Ethics in Action is an event that promotes critical and meaningful thought about ethics. The event encouraged students to consider what they believe good ethics are in society and their community, what shapes one’s philosophy and treatment of others, and how to be better people. A discussion on ethics and community action was brought to SNHU and high school students on January 18 when they were asked, “What does it mean to be a good person?”
Souheagan High School students hosted the event and partnered with the honors program in support of their work. Student facilitators volunteered in setting up the event. Guest speakers attending the event included SNHU program designer Deo Mwano, Peter Levine (Ph.D.), and SNHU alumni Sam Fuller (’15).
“They truly took charge of the event, were confident in their leadership roles, and were excited to be organizing discussions on ethics,” said Honors Program Coordinator and Honors Fellow, Shannon Luby (24’). “As an educator, I believe that teachers have more to be learned from students than anyone could ever imagine.
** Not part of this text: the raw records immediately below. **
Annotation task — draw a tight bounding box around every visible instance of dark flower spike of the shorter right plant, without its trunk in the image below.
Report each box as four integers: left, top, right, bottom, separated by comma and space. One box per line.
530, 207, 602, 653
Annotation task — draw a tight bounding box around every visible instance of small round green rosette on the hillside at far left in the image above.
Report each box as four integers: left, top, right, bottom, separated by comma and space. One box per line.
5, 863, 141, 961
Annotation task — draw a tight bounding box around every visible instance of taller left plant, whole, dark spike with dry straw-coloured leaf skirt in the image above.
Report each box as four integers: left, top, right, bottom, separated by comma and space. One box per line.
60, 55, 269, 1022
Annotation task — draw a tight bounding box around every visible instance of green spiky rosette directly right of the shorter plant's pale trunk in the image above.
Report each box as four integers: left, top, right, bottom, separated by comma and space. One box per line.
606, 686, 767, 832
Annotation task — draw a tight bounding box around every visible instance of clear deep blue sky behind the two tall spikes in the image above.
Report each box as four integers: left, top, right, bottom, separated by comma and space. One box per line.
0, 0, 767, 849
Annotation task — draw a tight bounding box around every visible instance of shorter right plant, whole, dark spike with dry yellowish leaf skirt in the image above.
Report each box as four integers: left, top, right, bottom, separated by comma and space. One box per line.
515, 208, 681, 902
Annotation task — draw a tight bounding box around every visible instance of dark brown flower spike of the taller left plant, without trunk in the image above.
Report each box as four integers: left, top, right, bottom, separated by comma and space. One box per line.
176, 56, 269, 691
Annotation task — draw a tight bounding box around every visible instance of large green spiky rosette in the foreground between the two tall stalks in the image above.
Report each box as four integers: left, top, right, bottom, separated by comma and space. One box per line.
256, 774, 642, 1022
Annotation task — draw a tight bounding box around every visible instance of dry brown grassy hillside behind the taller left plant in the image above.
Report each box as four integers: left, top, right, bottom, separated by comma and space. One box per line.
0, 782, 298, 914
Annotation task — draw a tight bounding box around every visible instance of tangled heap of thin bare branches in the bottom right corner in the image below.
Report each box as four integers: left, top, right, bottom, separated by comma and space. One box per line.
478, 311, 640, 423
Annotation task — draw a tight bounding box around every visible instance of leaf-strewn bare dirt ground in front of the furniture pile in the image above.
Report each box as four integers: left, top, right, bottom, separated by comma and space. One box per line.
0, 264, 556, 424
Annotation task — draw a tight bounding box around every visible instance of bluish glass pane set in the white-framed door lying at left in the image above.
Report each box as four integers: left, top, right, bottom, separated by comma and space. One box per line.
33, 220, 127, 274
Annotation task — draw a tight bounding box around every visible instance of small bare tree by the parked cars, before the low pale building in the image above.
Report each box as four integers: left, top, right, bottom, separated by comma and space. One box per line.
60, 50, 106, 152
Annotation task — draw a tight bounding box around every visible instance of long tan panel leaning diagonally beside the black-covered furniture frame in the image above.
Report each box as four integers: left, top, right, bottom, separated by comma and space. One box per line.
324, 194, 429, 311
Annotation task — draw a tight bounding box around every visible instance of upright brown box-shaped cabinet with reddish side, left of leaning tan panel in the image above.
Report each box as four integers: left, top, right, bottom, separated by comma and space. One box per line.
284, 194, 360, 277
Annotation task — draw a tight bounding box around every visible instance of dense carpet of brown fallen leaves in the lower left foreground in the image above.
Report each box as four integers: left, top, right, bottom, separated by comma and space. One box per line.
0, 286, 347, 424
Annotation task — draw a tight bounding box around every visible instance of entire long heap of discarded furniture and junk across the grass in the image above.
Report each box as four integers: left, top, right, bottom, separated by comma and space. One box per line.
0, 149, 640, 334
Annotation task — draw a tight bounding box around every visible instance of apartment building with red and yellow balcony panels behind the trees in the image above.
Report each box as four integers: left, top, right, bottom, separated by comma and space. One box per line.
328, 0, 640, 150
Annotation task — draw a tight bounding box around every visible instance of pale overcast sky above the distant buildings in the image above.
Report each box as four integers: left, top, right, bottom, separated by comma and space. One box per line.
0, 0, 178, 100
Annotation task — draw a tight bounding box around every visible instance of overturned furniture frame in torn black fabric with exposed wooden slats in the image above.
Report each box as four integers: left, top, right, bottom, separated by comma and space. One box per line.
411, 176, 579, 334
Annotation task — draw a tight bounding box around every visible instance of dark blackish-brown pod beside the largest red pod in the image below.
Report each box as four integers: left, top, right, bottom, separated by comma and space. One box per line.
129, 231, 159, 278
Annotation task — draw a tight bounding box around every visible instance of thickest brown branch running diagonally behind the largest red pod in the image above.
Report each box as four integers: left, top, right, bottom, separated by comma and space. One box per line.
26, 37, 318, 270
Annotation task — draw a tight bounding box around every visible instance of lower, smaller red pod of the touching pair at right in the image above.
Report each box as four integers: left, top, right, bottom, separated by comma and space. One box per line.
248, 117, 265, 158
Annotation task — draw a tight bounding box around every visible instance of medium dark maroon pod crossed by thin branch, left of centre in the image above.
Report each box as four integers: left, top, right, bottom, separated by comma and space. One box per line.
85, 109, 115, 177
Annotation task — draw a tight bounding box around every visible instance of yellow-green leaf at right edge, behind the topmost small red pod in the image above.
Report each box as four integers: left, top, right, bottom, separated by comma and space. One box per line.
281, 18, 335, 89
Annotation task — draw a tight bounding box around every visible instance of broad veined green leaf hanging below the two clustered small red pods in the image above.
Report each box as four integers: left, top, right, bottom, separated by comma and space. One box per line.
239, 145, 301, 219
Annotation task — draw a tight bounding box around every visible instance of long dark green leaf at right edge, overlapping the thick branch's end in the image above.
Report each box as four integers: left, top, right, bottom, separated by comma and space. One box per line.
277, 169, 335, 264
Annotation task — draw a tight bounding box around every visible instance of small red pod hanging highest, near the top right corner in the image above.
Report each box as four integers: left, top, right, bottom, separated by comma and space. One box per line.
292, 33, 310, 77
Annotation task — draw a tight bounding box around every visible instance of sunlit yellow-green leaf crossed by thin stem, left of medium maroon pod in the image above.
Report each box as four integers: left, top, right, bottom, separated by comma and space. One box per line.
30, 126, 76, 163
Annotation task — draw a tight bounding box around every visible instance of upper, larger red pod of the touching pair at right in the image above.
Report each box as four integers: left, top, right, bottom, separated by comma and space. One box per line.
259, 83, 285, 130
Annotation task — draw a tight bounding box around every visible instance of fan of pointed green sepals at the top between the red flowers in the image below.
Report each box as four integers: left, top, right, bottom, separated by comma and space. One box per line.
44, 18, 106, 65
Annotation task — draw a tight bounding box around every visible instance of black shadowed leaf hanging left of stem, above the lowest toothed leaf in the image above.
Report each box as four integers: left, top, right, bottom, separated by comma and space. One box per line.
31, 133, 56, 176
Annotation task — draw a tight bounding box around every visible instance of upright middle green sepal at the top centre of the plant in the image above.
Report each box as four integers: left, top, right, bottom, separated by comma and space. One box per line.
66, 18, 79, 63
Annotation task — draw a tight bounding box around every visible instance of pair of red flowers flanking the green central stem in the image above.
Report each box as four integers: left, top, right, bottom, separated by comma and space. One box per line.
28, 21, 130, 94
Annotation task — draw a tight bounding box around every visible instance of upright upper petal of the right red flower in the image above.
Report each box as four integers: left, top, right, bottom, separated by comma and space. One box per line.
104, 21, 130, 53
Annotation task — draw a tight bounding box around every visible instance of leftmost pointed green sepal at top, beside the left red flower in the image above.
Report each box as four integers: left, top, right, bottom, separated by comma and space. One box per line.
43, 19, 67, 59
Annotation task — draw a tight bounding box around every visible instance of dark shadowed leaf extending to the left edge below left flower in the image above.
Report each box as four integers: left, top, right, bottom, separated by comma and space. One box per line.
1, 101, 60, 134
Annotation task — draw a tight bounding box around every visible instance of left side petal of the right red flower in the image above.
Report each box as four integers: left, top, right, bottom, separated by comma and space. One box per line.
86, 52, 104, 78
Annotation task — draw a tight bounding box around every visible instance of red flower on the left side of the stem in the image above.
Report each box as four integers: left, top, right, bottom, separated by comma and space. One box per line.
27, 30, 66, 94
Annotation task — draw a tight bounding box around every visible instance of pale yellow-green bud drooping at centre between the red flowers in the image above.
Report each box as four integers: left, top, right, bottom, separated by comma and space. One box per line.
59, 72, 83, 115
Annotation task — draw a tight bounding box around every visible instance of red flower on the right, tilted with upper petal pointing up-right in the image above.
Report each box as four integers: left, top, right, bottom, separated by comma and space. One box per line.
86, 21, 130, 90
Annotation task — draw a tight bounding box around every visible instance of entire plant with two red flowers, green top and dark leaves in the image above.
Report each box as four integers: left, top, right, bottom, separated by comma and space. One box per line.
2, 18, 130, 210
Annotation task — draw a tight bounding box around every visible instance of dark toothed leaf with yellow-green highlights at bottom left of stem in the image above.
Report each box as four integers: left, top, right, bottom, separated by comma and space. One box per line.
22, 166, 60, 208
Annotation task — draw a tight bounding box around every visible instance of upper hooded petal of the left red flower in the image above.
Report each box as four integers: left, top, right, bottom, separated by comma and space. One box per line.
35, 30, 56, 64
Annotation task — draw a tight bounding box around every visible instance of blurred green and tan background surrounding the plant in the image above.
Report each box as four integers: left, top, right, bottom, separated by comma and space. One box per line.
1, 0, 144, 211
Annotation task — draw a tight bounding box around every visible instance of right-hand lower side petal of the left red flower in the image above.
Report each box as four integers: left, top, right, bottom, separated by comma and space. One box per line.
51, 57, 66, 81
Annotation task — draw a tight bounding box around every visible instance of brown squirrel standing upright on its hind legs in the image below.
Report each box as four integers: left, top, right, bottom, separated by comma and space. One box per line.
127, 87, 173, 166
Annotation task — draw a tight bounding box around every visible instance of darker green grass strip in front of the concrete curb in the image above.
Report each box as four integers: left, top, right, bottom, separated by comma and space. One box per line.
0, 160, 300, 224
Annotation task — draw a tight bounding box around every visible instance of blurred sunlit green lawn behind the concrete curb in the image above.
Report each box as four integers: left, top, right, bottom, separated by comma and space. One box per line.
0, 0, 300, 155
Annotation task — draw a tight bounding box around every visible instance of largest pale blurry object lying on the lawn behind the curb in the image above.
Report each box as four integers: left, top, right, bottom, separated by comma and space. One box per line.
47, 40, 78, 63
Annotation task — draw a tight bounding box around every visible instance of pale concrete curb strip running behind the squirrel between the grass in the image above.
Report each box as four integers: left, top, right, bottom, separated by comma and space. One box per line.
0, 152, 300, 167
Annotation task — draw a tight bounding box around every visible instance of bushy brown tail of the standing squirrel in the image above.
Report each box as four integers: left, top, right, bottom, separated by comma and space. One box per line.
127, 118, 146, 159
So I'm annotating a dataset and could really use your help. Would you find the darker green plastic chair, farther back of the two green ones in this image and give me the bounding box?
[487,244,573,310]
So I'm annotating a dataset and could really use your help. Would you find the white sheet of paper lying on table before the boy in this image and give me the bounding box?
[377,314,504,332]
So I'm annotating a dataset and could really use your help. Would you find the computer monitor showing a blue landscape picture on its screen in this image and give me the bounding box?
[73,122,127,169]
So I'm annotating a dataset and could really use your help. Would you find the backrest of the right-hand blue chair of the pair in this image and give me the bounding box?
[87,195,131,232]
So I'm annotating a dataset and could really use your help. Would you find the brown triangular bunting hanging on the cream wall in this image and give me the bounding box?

Students, no matter how young or old, are powerful and capable of achieving greatness. When an event is run by students, for students, connections are deeper, discussions are more meaningful, and there is more excitement about the event.”
Panelists Mwano, Levine, and Fuller discussed what brought them to do the work they do now, opening the door to conversation amongst the students themselves. Students heard the perspectives of others with different backgrounds such as age, race, religion, or education. In addition, students shared their insight and knowledge and developed empathy in understanding where their ethics come from.
Souheagan High School students also got the opportunity to experience what a night on campus is like.
“[They] could express their ideas in a new setting, and make connections with new peers,” said Luby. “Similarly, college students got the opportunity to learn from their peers and high school students, [and] discuss what makes a good person from various perspectives.”
The Ethics in Action event continues to serve as a starting point in building stronger relationships within the community. Teaching students to think critically allows them to listen with compassion and curiosity, impacting the world one person at a time.